NLRB Slams Postal Service For Failure to Bargain over Employee Data Breach
Complaint over Cyber Intrusion Would Set Precedent
April 8, 2015
In a first-of-its-kind complaint, the National Labor Relations Board (NLRB) has cited the Postal Service for failing to bargain with the APWU over last year’s massive data security breach. The incident, which was revealed to the union and employees in mid-November, compromised the personal information of hundreds of thousands of current and former postal employees.
As a result of the cyber intrusion, employees’ Social Security numbers, addresses, dates of birth, and injury claim information were accessed from postal data systems over a period of months. In response, the Postal Service decided unilaterally to offer employees just one year of free credit reporting.
Upon learning of the breach from then-Postmaster General Patrick Donahoe, APWU President Mark Dimondstein demanded that the Postal Service bargain with the union over the issue. The APWU also sought information from the Postal Service about the extent of the breach; what postal officials knew; when they knew it, and what they did or failed to do to protect employee information.
The APWU filed the NLRB charge just days after learning of the cyber intrusion, after the Postal Service refused to bargain over management’s response to the breach and failed to respond to the union‘s request for information. At the time, Dimondstein said, “We are outraged that this happened. We do not know at this point whether management did everything in their power to protect our privacy, but they bear the ultimate responsibility.”

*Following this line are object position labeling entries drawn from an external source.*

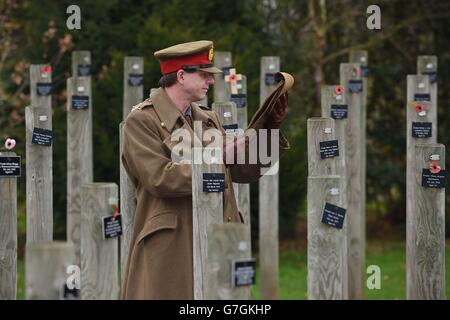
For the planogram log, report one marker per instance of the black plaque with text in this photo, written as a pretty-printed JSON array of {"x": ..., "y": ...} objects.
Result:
[
  {"x": 421, "y": 129},
  {"x": 243, "y": 272},
  {"x": 84, "y": 70},
  {"x": 213, "y": 182},
  {"x": 333, "y": 215},
  {"x": 112, "y": 226},
  {"x": 10, "y": 166},
  {"x": 44, "y": 89},
  {"x": 432, "y": 76},
  {"x": 42, "y": 137},
  {"x": 80, "y": 102},
  {"x": 240, "y": 100},
  {"x": 135, "y": 79},
  {"x": 329, "y": 149},
  {"x": 364, "y": 72},
  {"x": 422, "y": 97},
  {"x": 339, "y": 111},
  {"x": 355, "y": 86},
  {"x": 269, "y": 79},
  {"x": 433, "y": 180}
]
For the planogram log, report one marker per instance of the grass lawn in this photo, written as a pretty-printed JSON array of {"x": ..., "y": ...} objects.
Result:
[{"x": 390, "y": 257}]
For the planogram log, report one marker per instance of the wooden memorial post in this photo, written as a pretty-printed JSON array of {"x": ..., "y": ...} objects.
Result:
[
  {"x": 426, "y": 225},
  {"x": 133, "y": 83},
  {"x": 46, "y": 270},
  {"x": 240, "y": 99},
  {"x": 81, "y": 64},
  {"x": 350, "y": 79},
  {"x": 133, "y": 94},
  {"x": 222, "y": 60},
  {"x": 216, "y": 246},
  {"x": 362, "y": 58},
  {"x": 327, "y": 245},
  {"x": 39, "y": 166},
  {"x": 79, "y": 152},
  {"x": 268, "y": 205},
  {"x": 99, "y": 256},
  {"x": 9, "y": 171},
  {"x": 425, "y": 208}
]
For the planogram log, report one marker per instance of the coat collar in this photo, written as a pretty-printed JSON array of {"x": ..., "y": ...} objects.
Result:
[{"x": 169, "y": 114}]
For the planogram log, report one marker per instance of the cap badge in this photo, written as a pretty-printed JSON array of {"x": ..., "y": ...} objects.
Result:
[{"x": 211, "y": 54}]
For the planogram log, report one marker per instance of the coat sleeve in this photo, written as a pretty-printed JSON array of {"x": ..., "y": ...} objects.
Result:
[
  {"x": 147, "y": 163},
  {"x": 246, "y": 173}
]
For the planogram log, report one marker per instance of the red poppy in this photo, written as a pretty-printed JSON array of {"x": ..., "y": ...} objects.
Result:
[
  {"x": 116, "y": 212},
  {"x": 420, "y": 107},
  {"x": 47, "y": 69},
  {"x": 434, "y": 167},
  {"x": 338, "y": 90},
  {"x": 10, "y": 144}
]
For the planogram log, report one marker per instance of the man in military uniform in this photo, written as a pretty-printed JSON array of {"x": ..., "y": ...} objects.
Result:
[{"x": 160, "y": 259}]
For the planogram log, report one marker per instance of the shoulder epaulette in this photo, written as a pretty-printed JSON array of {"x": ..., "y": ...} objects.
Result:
[{"x": 142, "y": 105}]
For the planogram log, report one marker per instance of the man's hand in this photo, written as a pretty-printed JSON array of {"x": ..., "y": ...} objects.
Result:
[
  {"x": 233, "y": 146},
  {"x": 278, "y": 113}
]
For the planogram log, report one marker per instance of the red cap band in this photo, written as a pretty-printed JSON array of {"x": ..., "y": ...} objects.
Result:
[{"x": 176, "y": 63}]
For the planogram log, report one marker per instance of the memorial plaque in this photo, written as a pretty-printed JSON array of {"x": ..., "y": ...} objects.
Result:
[
  {"x": 422, "y": 97},
  {"x": 421, "y": 129},
  {"x": 10, "y": 166},
  {"x": 333, "y": 215},
  {"x": 42, "y": 137},
  {"x": 213, "y": 182},
  {"x": 112, "y": 226},
  {"x": 433, "y": 180},
  {"x": 135, "y": 79},
  {"x": 80, "y": 102},
  {"x": 84, "y": 70},
  {"x": 269, "y": 79},
  {"x": 240, "y": 100},
  {"x": 230, "y": 128},
  {"x": 355, "y": 86},
  {"x": 339, "y": 111},
  {"x": 329, "y": 149},
  {"x": 364, "y": 72},
  {"x": 243, "y": 272},
  {"x": 44, "y": 89}
]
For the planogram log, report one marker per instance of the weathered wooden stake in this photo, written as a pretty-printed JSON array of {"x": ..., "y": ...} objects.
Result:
[
  {"x": 226, "y": 242},
  {"x": 426, "y": 230},
  {"x": 207, "y": 210},
  {"x": 350, "y": 79},
  {"x": 39, "y": 177},
  {"x": 81, "y": 64},
  {"x": 362, "y": 58},
  {"x": 133, "y": 94},
  {"x": 222, "y": 60},
  {"x": 79, "y": 152},
  {"x": 8, "y": 235},
  {"x": 427, "y": 65},
  {"x": 268, "y": 205},
  {"x": 133, "y": 85},
  {"x": 327, "y": 246},
  {"x": 127, "y": 208},
  {"x": 99, "y": 258},
  {"x": 46, "y": 269},
  {"x": 243, "y": 193}
]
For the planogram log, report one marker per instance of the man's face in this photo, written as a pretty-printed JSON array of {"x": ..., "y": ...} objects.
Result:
[{"x": 197, "y": 84}]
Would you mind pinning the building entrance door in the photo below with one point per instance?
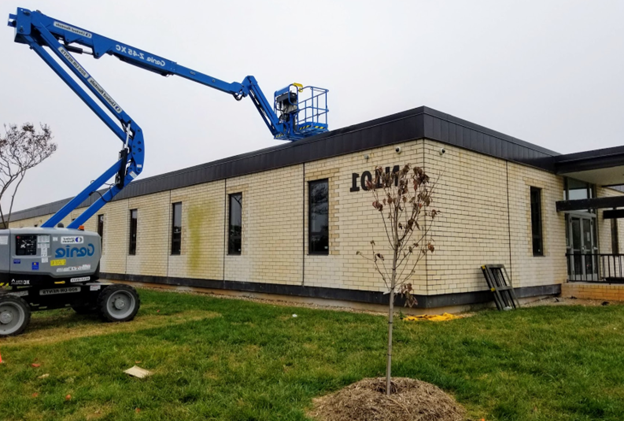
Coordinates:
(583, 252)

The complaint by Region 5 of the NLRB cites the Postal Service for ignoring its legal obligations to bargain with the union.
“By issuing this complaint, the NLRB is recognizing employee rights in the information age,” Dimondstein said.

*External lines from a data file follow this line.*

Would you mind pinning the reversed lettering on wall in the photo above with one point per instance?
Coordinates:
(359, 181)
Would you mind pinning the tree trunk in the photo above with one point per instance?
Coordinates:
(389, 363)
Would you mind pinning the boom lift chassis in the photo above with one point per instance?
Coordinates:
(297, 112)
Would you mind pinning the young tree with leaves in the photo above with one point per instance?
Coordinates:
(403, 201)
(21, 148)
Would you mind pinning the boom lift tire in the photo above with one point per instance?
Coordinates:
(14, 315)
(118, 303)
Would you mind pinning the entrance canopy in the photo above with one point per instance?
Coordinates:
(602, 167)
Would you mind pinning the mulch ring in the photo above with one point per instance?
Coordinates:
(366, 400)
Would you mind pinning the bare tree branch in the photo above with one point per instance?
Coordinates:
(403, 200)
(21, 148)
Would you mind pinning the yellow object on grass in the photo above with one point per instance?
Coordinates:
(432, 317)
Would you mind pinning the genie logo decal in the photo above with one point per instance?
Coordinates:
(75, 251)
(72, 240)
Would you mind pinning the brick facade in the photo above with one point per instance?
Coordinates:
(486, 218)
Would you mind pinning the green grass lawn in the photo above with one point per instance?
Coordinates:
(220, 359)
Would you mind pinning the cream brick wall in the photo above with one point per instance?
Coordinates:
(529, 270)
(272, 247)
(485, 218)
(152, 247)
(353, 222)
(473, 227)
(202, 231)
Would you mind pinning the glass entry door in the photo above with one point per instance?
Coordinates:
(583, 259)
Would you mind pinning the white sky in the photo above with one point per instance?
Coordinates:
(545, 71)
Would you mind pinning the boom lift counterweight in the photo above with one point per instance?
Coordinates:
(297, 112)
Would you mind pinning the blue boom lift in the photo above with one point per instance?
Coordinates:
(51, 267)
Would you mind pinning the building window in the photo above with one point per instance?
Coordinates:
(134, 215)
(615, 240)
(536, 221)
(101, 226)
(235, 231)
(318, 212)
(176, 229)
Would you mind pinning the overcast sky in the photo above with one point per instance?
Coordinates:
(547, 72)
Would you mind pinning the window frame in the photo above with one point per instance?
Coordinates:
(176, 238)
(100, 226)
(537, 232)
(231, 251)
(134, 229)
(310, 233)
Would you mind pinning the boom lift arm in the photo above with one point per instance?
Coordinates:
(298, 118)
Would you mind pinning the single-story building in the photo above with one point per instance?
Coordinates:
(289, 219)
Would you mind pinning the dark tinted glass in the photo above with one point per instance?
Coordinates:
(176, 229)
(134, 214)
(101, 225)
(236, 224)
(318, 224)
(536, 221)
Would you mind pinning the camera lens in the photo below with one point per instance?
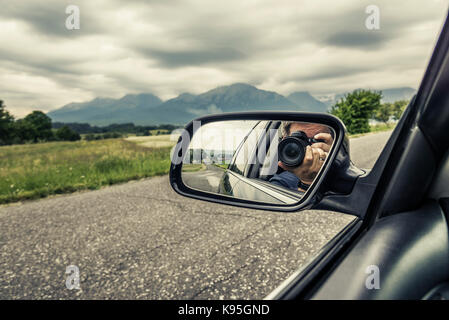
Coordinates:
(291, 151)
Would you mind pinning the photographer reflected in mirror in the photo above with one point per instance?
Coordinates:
(302, 151)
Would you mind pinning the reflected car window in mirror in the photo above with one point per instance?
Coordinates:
(265, 161)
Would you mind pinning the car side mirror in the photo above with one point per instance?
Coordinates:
(281, 161)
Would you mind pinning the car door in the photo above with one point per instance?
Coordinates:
(400, 249)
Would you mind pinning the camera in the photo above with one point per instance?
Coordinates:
(292, 149)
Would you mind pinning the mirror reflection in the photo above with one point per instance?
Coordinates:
(265, 161)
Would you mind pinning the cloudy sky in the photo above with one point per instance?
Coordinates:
(167, 47)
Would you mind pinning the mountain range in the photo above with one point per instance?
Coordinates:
(148, 109)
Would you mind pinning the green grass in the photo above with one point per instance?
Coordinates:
(38, 170)
(375, 128)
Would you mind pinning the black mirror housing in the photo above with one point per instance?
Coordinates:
(337, 176)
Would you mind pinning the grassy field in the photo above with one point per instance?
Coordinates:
(161, 141)
(375, 128)
(37, 170)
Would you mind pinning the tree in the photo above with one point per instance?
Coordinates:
(66, 134)
(383, 113)
(41, 124)
(356, 108)
(398, 109)
(6, 124)
(23, 131)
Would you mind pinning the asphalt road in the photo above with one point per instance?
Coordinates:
(140, 240)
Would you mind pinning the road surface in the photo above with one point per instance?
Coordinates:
(140, 240)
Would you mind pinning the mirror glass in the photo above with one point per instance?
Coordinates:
(265, 161)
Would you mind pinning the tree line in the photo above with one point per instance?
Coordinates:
(85, 128)
(356, 109)
(35, 127)
(38, 127)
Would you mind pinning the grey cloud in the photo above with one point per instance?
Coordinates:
(49, 18)
(182, 58)
(333, 72)
(365, 39)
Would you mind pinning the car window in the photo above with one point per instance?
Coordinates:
(247, 148)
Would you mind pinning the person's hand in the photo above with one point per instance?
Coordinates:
(311, 165)
(326, 145)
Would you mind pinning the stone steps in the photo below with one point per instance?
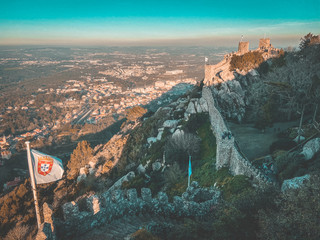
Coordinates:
(121, 228)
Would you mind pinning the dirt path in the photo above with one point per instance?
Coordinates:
(253, 142)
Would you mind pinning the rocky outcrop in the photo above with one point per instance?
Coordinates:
(110, 154)
(111, 205)
(294, 183)
(126, 178)
(47, 228)
(230, 98)
(311, 148)
(195, 105)
(228, 152)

In a move typically reserved for the most intractable employers, the NLRB is seeking special remedies for the Postal Service’s unlawful acts.
“In view of the extensive history of repeated unfair labor practice violations found by the Board and courts,” the complaint says, the NLRB is seeking an order “to comprehensively address the Postal Service’s violations of the law.”
The special remedies include a video featuring a top postal manager reading an NLRB-drafted notice to employees and an NLRB-imposed bargaining schedule, with regular progress reports and pay for union negotiators.
The Postal Service has until mid-April to answer the complaint. A trial before an NLRB administrative law judge is expected to take place in May in Washington, DC.